— Ааууыы! — вдруг завизжал он.
— Чего орешь, как ишак? — донесся из кустарника знакомый голос.
Вася подошел к друзьям.
— Воды не нашел, а вот черники набрал. Тут ее видимо-невидимо.
Если бы не темнота, то Вася увидел, как лицо «штурмана дальнего плавания» покрылось краской стыда за свою трусость.
— Ты, Василь? — еле вымолвил Миша дрожащим голосом. — А я… А мы думали… Смехота!
Но насколько смешно было Мише, выдавали зубы: они отбивали мелкую дробь.
Лева одернул его:
— Брось врать! Скажи прямо, что струсили. Думали — медведь.
Вася засмеялся.
— Здесь медведей нет. Зря боялись. Вы еще не ужинали?
— Без тебя-то?
— Тогда ешьте чернику с хлебом. Вкусно. И пить расхочется. Она сочная.
Лева и Миша набросились на ягоды.
Куда идти?
Ночь тянулась мучительно долго. Ребята спали беспокойно: мешали ночная свежесть, страх перед темнотой и бором и недалекое уханье филина.
Этот филин словно наэлектризовал Мишу. Он постоянно вздрагивал от диких тоскливых криков ночной птицы. Она то стонала, словно ей было невыносимо больно, то начинала отрывисто хохотать и всхлипывать. И от этого хохота и стона, от тоскливого шепота сосен у Миши пробегала дрожь.
Не радовал филин своими криками и Васю с Левой. Они лежали с открытыми глазами глядя в темень бора и настороженно прислушивались к любому шороху, треску, писку. После особенно жуткого крика филина Вася сел.
— Ох, даже нутро выворачивает!
Вася встал, нашел увесистую палку и с силой швырнул в сторону, где ухал филин. Палка глухо ударилась о ствол дерева, упала на землю. Крики прекратились. Вскоре они снова раздались, только уже подальше от лагеря. Это и дало ребятам возможность более или менее спокойно провести остаток ночи. Но сон их не освежил, не придал бодрости. Миша был мрачен. Тревога ночи не угасла в нем.

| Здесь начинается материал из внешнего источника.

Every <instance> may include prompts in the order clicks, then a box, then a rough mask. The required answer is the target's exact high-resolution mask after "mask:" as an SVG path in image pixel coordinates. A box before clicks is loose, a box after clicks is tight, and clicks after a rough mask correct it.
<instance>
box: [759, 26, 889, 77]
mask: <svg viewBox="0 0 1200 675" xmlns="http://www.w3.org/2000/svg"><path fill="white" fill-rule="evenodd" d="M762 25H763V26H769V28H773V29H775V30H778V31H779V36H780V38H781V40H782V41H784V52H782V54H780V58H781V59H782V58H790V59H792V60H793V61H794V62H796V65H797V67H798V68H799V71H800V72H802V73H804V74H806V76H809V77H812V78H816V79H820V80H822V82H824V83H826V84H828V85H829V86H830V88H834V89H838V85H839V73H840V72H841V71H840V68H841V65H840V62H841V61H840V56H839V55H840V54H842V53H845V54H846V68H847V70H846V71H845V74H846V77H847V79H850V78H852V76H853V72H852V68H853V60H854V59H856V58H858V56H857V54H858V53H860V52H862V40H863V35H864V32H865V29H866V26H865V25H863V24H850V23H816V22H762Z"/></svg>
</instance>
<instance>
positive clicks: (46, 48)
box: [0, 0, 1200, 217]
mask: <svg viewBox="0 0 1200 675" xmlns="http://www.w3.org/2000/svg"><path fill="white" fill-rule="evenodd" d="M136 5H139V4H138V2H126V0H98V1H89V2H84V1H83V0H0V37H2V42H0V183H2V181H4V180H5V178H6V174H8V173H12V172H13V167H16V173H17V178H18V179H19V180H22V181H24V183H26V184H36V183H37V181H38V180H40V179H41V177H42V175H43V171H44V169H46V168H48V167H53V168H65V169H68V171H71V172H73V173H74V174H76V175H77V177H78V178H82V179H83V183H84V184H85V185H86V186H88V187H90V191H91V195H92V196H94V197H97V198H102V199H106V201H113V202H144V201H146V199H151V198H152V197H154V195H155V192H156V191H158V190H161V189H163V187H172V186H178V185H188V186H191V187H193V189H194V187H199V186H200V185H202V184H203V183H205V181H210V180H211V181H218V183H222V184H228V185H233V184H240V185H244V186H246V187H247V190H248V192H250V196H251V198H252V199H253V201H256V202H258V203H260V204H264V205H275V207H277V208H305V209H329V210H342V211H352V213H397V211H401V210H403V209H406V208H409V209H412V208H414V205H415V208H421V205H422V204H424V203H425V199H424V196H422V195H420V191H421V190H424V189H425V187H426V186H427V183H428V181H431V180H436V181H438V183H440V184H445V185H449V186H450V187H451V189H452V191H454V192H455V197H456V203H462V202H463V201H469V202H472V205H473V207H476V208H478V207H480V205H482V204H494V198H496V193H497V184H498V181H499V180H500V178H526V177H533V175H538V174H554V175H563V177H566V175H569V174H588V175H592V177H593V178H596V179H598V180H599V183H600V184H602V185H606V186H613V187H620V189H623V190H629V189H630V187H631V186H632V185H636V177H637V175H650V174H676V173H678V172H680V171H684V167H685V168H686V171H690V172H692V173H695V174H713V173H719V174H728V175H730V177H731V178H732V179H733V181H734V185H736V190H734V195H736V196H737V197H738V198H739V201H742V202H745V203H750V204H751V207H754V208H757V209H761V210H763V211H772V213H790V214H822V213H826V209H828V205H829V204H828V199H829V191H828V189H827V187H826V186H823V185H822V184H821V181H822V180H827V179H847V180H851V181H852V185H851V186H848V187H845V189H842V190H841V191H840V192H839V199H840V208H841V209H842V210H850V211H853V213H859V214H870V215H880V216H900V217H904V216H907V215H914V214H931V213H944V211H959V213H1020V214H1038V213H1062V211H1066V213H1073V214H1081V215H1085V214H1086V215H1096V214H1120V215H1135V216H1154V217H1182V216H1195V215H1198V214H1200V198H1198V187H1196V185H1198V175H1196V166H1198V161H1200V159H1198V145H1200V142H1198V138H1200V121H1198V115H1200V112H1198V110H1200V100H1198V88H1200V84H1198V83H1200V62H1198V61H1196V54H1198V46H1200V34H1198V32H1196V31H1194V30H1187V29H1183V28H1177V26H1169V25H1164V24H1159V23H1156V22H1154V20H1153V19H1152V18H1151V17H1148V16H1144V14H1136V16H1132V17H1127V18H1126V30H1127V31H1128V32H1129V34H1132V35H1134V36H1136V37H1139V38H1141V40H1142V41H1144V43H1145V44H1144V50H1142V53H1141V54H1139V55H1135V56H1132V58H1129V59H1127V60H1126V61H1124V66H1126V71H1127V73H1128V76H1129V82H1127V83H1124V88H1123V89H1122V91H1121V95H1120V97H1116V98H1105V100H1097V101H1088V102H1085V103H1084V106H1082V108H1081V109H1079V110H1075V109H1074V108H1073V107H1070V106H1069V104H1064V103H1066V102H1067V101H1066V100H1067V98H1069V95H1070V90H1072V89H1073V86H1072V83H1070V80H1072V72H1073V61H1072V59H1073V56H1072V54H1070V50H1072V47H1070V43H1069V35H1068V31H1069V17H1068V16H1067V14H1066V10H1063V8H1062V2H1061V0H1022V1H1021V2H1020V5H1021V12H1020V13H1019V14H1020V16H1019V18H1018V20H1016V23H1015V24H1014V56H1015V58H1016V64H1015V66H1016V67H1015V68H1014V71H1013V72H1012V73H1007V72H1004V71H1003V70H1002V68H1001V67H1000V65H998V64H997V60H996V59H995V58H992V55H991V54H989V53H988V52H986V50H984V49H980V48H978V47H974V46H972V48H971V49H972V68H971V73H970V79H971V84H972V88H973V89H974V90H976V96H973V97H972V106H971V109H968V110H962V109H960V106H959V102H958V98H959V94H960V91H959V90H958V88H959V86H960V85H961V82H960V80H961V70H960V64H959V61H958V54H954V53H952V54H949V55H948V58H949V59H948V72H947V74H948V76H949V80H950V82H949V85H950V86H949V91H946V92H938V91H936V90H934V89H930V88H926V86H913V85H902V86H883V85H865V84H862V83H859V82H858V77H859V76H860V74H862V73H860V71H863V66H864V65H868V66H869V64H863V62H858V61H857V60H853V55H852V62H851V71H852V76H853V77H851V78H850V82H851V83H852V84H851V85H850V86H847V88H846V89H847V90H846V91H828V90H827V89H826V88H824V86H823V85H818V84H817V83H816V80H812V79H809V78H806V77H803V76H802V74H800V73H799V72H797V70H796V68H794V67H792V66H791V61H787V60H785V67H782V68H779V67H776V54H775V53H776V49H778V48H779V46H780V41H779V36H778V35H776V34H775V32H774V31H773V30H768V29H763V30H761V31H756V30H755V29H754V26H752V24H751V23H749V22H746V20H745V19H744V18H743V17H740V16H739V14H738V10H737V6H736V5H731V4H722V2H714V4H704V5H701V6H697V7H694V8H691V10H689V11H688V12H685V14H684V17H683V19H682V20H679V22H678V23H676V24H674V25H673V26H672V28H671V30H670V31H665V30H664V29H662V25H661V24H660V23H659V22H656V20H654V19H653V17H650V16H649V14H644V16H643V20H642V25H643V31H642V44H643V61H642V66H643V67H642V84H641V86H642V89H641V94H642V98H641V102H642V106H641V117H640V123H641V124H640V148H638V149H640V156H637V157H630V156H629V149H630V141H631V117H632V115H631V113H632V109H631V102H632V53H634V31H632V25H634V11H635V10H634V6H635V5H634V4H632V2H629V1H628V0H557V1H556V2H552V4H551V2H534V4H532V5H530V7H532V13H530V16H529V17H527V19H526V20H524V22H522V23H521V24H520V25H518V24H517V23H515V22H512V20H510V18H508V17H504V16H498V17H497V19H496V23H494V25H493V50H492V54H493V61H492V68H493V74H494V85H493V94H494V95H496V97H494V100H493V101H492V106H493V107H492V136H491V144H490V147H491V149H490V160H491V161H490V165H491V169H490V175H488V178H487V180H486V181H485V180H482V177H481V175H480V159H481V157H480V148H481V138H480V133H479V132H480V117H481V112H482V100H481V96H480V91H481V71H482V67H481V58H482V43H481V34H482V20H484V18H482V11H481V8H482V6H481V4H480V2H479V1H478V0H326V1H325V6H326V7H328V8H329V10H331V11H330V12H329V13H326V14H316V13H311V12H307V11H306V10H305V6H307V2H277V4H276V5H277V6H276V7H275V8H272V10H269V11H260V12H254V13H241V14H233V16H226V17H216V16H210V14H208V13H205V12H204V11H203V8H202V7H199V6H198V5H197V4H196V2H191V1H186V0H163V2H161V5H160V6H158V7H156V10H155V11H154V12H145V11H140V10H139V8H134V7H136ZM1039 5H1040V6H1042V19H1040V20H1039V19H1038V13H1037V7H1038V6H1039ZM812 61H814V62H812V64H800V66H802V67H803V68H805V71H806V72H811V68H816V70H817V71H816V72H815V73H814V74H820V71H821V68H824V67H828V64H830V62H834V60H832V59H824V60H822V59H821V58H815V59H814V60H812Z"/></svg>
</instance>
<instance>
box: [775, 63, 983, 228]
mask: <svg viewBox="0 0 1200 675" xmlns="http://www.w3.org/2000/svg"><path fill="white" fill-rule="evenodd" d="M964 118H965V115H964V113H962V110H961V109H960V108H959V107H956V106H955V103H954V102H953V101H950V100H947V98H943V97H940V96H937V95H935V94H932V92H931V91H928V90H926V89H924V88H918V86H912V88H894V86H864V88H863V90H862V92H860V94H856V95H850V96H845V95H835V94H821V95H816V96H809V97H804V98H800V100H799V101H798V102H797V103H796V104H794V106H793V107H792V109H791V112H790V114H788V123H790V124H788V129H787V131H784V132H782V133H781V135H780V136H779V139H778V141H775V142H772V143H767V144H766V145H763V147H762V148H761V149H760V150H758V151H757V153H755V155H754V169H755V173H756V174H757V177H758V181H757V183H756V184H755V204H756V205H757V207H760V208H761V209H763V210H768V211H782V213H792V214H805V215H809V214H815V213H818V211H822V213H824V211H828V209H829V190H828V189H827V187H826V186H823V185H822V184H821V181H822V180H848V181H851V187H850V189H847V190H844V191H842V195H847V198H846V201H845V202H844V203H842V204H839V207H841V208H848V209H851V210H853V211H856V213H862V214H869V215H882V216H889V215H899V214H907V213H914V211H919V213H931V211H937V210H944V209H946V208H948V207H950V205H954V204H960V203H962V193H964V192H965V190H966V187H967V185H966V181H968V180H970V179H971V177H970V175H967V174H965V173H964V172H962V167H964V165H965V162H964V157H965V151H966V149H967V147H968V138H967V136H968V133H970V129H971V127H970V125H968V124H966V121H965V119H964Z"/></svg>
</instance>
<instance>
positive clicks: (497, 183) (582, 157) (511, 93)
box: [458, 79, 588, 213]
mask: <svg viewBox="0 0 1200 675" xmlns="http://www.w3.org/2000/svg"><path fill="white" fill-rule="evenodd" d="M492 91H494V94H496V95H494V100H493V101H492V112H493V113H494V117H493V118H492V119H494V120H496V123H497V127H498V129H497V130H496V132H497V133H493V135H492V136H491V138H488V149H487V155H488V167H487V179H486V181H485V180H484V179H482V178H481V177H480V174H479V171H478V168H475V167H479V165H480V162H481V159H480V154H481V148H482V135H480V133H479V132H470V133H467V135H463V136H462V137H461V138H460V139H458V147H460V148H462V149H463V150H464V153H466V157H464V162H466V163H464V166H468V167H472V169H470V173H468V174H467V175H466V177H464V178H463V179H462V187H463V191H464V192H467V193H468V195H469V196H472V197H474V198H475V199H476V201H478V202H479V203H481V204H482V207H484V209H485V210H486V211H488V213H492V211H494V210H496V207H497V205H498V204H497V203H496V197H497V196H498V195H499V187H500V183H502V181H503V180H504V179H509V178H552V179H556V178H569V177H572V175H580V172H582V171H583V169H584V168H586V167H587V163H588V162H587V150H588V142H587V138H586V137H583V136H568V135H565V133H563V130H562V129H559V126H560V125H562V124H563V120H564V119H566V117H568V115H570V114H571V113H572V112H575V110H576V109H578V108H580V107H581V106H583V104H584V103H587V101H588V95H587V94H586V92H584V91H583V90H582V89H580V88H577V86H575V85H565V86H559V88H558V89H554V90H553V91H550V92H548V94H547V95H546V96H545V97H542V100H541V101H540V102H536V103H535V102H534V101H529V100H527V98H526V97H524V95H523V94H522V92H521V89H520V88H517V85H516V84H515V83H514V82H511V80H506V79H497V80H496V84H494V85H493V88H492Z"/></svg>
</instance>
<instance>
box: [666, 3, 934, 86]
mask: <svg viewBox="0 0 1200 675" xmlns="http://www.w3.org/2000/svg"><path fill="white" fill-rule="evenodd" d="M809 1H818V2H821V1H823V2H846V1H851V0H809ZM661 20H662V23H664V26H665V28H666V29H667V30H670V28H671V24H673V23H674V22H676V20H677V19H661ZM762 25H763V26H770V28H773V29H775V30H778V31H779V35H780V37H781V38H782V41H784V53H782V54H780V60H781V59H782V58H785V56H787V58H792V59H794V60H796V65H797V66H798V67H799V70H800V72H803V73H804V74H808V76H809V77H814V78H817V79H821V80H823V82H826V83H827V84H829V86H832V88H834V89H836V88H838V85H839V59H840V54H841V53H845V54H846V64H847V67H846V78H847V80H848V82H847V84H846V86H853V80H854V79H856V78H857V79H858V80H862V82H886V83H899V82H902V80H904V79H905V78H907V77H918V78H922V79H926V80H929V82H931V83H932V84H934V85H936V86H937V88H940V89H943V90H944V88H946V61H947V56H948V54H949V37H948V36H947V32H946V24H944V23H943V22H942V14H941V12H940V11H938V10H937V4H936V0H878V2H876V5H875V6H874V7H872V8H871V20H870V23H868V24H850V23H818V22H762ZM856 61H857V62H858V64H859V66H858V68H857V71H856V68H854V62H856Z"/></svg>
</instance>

Лова взглянул на утомленное печальное лицо брата, подошел к нему.
— Ты чего? — спросил он тихо. — Заболел, что ли?
В его голосе послышались непривычно ласковые нотки. Мишу это сильно тронуло, и он жалобно проговорил:
— Домой бы, Лева. Устал сильно.
Леве стало жаль его.
— Потерпи. Осталось немножко. Сегодня, пожалуй, и назад вернемся.
Миша вздохнул, ничего не ответил и побрел за друзьями. Возобновилась вчерашняя жажда, а на пути не попадалось ни одного ручейка. Набрели на обширный черничник.
— Здесь и будем завтракать, — весело произнес Вася.
Он расстегнул рюкзак, вынул хлеб, отрезал четыре кусочка. Один из них бросил Кузьке. Лева, взяв свою долю, забрался в самую гущу ягодника. Вася тоже облюбовал себе куст, весь покрытый крупной черникой. Он издали поглядывал на Мишу, который вяло жевал хлеб, но жадно набрасывался на ягоду. Однако, как ни торопился Миша, а жажду унять не мог.
День на беду стоял жаркий, безветренный. От сосен исходил душный дурманящий запах. Он пьянил и, казалось, еще сильнее сушил рот, глотку, ноздри.
Подбежал Кузька. Он, облизываясь, глядел на ломтик хлеба, зажатый в Мишиной руке. Миша отвернулся, но потом вдруг зло сунул ему хлеб.
— На, жри!
Вася напряженно следил за этой сценой. Потом поднялся, взял котелок и молча стал собирать ягоду. К нему подошел Лева. Он уже управился с «завтраком» и чувствовал себя превосходно.